Si è tenuta a Glasgow, nel Regno Unito, la 26a edizione della conferenza internazionale sul cambiamento climatico – in gergo tecnico è chiamata “Conferenza delle Parti”, dove le Parti sono le 197 nazioni appartenenti alla Convenzione quadro delle Nazioni Unite sui cambiamenti climatici (UN Framework Convention on Climate Change, UNFCCC), un evento mondiale dove i Paesi sono chiamati a trovare un accordo per contrastare i cambiamenti climatici.

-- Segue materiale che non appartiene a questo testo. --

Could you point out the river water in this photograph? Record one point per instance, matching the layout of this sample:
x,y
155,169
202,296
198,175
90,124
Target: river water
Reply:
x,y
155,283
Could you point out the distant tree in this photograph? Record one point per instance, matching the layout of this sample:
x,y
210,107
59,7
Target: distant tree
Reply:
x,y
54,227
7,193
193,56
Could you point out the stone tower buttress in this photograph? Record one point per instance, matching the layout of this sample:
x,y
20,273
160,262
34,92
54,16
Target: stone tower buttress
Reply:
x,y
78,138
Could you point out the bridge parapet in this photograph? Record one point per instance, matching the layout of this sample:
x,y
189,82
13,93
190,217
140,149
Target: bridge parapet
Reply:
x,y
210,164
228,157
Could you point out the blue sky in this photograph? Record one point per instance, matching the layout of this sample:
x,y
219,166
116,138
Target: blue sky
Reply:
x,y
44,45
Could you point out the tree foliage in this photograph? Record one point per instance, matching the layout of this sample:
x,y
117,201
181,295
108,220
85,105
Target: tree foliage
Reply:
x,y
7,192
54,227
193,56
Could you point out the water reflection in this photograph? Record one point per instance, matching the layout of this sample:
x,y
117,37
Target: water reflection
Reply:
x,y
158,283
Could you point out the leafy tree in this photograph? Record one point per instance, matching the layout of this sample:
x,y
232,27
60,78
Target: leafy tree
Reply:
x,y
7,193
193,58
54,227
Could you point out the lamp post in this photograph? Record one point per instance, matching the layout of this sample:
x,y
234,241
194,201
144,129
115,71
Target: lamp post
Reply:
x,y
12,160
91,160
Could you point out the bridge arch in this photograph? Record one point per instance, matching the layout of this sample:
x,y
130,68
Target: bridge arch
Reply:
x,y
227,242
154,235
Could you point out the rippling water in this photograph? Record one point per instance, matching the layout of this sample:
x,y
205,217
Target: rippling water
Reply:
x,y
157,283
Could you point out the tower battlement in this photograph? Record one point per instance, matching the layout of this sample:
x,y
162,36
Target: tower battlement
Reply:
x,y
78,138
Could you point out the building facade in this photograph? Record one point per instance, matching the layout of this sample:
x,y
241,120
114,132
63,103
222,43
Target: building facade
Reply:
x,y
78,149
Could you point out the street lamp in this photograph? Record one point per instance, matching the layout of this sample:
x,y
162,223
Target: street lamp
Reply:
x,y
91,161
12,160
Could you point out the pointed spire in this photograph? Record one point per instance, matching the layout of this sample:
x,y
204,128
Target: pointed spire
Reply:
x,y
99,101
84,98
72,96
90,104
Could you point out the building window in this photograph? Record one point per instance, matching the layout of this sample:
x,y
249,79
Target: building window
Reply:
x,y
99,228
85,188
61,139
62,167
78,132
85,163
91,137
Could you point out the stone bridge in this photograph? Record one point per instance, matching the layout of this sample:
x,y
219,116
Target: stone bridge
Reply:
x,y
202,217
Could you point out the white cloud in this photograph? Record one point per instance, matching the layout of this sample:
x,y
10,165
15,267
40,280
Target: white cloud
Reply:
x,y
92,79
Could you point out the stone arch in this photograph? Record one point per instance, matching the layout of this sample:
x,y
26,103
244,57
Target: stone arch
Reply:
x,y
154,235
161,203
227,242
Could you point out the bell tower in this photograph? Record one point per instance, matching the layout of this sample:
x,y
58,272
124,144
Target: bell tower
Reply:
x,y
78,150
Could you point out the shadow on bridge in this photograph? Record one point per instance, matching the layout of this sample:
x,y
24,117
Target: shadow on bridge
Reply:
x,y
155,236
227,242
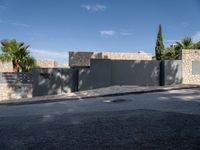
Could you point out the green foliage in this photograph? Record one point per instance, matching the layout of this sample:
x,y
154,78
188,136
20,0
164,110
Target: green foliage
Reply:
x,y
186,43
159,44
197,45
174,52
18,53
169,53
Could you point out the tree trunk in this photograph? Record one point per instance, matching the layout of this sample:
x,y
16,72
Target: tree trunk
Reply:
x,y
15,65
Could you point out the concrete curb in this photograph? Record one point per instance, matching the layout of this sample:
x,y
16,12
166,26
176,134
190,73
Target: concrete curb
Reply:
x,y
40,101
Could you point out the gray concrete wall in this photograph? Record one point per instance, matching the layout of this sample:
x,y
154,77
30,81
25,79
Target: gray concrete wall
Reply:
x,y
172,72
103,73
135,72
54,81
97,76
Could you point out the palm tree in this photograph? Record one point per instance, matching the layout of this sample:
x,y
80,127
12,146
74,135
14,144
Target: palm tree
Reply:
x,y
18,53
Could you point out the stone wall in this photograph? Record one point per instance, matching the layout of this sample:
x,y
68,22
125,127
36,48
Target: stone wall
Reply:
x,y
6,67
46,63
80,59
188,57
15,91
42,63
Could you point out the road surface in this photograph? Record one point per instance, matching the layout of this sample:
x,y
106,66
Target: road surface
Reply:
x,y
166,120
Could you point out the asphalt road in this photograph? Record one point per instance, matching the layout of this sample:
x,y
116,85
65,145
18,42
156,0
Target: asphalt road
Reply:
x,y
168,120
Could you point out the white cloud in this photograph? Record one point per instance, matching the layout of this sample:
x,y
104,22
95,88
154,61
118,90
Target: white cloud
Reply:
x,y
94,8
49,53
107,32
3,7
59,56
196,37
14,23
185,24
171,41
125,33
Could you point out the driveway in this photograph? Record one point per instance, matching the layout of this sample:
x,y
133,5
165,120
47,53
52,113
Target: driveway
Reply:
x,y
166,120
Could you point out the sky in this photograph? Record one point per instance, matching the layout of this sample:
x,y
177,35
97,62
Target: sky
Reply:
x,y
52,28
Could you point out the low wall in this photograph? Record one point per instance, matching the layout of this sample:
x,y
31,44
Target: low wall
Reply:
x,y
15,85
15,91
42,63
6,67
97,76
54,81
103,73
82,59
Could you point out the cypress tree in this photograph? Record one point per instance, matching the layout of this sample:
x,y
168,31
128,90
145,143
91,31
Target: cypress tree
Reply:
x,y
159,44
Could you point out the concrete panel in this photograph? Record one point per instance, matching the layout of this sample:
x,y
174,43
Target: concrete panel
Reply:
x,y
97,76
54,81
128,72
172,72
195,67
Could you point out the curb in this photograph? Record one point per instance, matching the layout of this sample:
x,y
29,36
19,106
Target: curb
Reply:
x,y
39,101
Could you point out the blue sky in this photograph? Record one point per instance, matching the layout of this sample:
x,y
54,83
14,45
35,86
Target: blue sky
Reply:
x,y
54,27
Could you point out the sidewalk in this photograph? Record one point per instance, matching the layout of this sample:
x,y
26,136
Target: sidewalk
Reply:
x,y
101,92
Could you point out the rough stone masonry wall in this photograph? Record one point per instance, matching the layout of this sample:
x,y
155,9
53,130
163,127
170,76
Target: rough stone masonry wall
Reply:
x,y
79,59
6,67
42,63
188,56
46,63
15,91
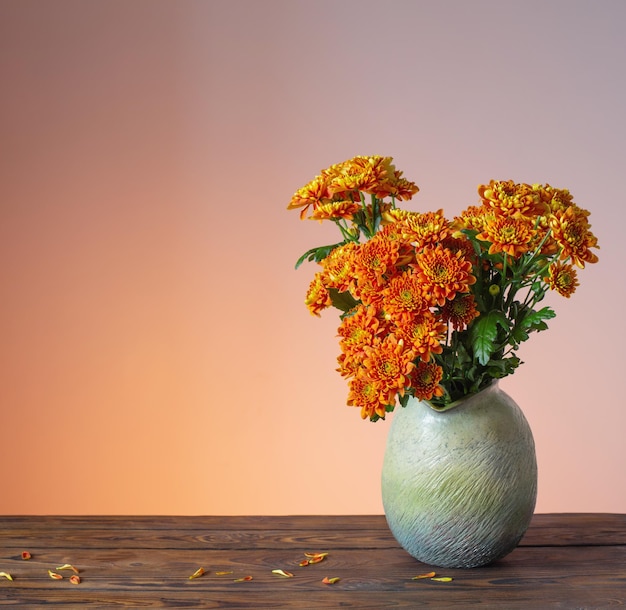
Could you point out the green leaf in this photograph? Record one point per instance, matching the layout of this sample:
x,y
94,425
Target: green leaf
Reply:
x,y
533,320
318,254
485,332
342,300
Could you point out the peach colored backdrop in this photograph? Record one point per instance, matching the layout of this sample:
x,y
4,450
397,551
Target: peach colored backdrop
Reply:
x,y
156,355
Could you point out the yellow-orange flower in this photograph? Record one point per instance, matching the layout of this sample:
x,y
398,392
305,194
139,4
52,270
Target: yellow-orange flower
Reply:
x,y
359,329
365,393
425,334
335,210
317,296
339,267
425,379
388,363
403,298
510,234
460,311
508,198
374,259
571,231
313,194
422,229
443,273
562,278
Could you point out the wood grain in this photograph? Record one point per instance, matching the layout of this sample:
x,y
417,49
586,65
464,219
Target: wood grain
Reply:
x,y
564,561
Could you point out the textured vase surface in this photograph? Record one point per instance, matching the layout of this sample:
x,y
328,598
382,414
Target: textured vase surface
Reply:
x,y
459,486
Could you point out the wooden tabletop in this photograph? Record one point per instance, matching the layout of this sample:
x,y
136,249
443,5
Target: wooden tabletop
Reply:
x,y
565,561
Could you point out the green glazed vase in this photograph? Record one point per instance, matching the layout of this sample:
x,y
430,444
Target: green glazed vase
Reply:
x,y
459,486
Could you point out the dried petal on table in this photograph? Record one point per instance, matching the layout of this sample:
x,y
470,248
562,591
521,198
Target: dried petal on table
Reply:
x,y
199,572
283,573
427,575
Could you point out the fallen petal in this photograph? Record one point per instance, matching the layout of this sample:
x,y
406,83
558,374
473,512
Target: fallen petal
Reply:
x,y
420,576
283,573
199,572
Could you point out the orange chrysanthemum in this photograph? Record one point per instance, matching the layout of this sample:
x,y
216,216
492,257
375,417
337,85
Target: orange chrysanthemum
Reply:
x,y
460,311
422,229
508,234
403,298
374,259
425,379
443,273
339,267
365,393
313,194
508,198
571,231
358,330
562,278
425,335
335,210
317,296
388,363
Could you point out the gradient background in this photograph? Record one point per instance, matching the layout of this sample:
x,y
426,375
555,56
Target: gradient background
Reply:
x,y
156,355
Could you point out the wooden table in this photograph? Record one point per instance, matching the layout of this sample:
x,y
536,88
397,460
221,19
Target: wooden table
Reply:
x,y
569,561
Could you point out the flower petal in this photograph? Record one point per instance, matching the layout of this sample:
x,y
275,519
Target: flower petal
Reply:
x,y
283,573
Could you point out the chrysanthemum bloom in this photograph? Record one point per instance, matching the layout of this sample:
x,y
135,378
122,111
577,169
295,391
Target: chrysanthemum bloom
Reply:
x,y
358,330
461,244
508,198
460,311
335,210
374,259
388,363
403,298
364,393
339,267
473,217
360,174
508,234
422,229
562,278
443,273
317,297
425,379
571,230
425,334
313,194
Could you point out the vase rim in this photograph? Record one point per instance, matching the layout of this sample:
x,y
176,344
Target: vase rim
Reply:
x,y
457,403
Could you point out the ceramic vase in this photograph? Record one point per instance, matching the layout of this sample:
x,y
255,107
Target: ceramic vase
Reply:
x,y
459,486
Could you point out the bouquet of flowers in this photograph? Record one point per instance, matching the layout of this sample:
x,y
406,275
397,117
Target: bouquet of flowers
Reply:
x,y
430,307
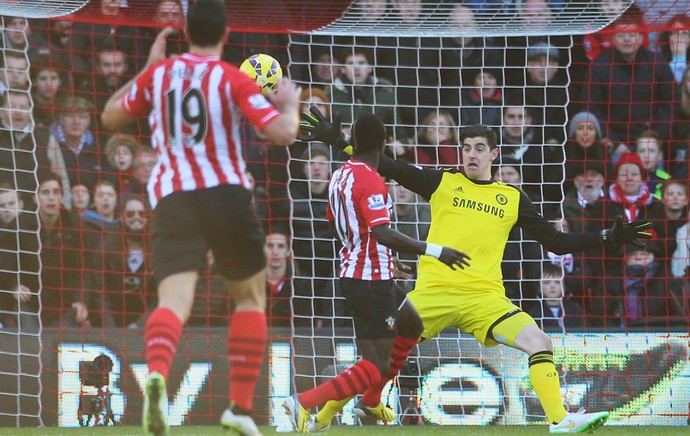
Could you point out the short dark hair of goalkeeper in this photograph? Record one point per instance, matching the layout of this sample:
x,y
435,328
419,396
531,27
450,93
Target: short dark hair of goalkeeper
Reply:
x,y
368,135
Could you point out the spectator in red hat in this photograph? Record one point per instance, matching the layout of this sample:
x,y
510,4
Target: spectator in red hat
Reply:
x,y
630,191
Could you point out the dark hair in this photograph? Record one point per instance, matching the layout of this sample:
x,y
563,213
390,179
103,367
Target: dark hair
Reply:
x,y
45,175
368,133
110,45
479,131
551,270
206,22
5,98
354,51
47,62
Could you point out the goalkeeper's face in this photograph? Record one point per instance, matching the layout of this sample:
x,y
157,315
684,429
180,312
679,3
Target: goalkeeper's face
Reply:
x,y
477,157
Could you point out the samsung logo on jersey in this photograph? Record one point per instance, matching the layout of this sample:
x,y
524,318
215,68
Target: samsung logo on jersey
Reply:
x,y
476,205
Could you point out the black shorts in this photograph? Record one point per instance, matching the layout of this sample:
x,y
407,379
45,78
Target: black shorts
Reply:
x,y
189,223
373,305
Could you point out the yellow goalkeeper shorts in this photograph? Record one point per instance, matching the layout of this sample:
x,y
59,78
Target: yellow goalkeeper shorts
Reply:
x,y
474,313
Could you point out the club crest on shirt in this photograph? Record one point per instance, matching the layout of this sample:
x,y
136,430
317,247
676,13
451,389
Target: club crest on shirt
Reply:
x,y
376,202
258,101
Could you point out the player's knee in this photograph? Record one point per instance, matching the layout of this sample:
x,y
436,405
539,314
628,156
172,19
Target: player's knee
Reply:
x,y
542,341
384,369
410,324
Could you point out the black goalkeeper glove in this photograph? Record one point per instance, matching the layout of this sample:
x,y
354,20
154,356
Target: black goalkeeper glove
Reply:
x,y
318,128
629,232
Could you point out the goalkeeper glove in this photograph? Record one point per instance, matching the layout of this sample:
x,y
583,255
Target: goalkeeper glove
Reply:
x,y
318,128
621,233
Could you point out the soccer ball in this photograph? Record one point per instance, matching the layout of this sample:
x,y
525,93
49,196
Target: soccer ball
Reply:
x,y
264,69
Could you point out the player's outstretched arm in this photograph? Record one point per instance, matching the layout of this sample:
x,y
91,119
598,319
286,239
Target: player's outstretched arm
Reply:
x,y
283,129
622,233
402,243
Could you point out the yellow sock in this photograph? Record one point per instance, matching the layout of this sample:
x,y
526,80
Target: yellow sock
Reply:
x,y
329,410
547,386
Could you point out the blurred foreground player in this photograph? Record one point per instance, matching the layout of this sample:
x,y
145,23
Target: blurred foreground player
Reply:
x,y
202,199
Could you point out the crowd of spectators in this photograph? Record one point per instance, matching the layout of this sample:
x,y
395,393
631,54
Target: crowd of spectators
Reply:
x,y
589,132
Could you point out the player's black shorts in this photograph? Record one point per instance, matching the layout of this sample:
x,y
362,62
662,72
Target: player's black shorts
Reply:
x,y
188,223
373,305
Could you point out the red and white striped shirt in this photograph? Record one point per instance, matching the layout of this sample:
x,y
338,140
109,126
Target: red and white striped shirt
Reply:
x,y
357,202
195,105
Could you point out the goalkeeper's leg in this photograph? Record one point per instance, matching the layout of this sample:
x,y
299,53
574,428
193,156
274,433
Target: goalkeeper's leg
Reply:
x,y
545,377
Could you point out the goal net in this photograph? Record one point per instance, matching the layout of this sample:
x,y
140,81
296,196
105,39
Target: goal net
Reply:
x,y
75,275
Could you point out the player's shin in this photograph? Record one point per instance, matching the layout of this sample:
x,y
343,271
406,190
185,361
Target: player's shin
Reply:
x,y
546,384
246,345
161,337
351,382
401,349
329,410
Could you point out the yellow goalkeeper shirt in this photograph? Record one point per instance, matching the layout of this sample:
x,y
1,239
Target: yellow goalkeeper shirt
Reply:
x,y
475,217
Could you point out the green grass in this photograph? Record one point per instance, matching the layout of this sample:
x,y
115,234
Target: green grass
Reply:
x,y
367,430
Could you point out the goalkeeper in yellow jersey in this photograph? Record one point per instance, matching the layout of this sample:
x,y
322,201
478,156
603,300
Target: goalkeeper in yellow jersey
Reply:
x,y
472,213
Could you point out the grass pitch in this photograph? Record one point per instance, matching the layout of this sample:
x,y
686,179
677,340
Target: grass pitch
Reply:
x,y
349,430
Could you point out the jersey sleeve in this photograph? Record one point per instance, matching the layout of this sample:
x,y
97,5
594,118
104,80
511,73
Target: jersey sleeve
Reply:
x,y
247,95
373,202
329,212
139,101
546,234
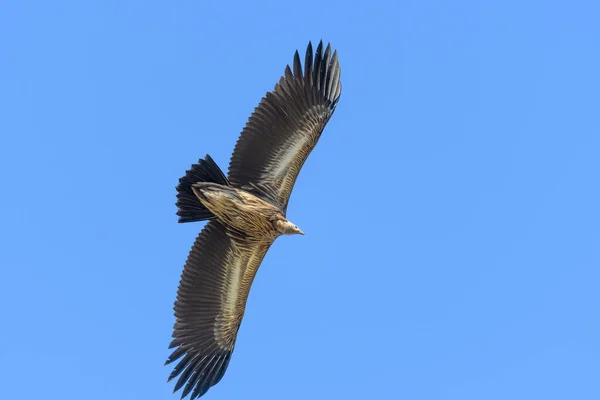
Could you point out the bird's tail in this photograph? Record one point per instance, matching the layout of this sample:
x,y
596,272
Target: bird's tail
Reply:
x,y
189,208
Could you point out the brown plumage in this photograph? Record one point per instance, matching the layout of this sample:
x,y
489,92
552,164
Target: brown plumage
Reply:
x,y
246,213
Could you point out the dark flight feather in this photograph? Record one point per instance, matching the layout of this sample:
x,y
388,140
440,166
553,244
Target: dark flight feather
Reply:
x,y
286,125
189,208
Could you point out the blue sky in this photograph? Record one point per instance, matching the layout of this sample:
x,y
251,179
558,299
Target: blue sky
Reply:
x,y
451,206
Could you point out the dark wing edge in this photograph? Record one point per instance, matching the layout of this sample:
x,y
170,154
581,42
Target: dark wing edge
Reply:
x,y
287,124
206,326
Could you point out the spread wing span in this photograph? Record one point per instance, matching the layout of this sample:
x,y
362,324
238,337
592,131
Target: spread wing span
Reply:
x,y
285,127
210,305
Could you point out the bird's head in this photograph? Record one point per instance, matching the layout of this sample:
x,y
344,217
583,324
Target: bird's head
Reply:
x,y
285,227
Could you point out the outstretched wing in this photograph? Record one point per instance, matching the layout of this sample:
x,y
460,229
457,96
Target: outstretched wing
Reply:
x,y
210,304
286,126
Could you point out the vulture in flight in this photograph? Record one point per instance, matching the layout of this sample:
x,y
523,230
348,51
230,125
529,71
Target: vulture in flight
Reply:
x,y
246,212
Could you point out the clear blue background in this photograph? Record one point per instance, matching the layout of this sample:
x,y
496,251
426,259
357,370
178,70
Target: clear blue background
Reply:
x,y
451,206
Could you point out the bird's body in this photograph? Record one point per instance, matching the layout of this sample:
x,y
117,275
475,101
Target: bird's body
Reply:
x,y
242,212
246,212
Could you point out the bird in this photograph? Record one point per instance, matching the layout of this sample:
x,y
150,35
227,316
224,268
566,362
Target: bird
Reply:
x,y
246,212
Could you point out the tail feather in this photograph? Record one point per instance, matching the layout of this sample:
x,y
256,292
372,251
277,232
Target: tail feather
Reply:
x,y
189,208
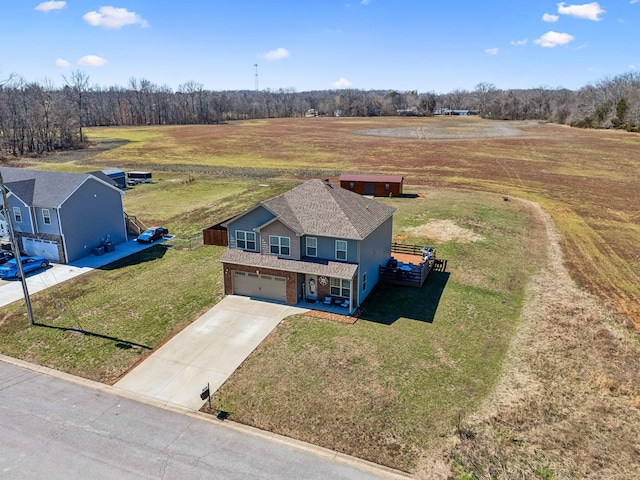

La conferenza di quest’anno, è la prima edizione che segue lo scoppio della pandemia di COVID-19, e ha cercato di  trovare un accordo su 4 grandi obiettivi:

  1. azzerare le emissioni di CO2 a livello globale entro il 2050 e puntare a limitare l’aumento delle temperature a 1,5 °C
  2. adattarsi per la salvaguardia delle comunità e degli habitat naturali
  3. stanziare i finanziamenti per necessari per contrastare i cambiamenti climatici
  4. collaborare tra i vari Paesi.

La sfida è immensa, i risultati raggiunti dalla conferenza con il Patto di Glasgow non sono pienamente soddisfacenti, ma gli impegni devono essere portati avanti con determinazione perché abbiamo il compito di dare priorità alla salvaguardia del pianeta piuttosto che agli interessi dei singoli Paesi.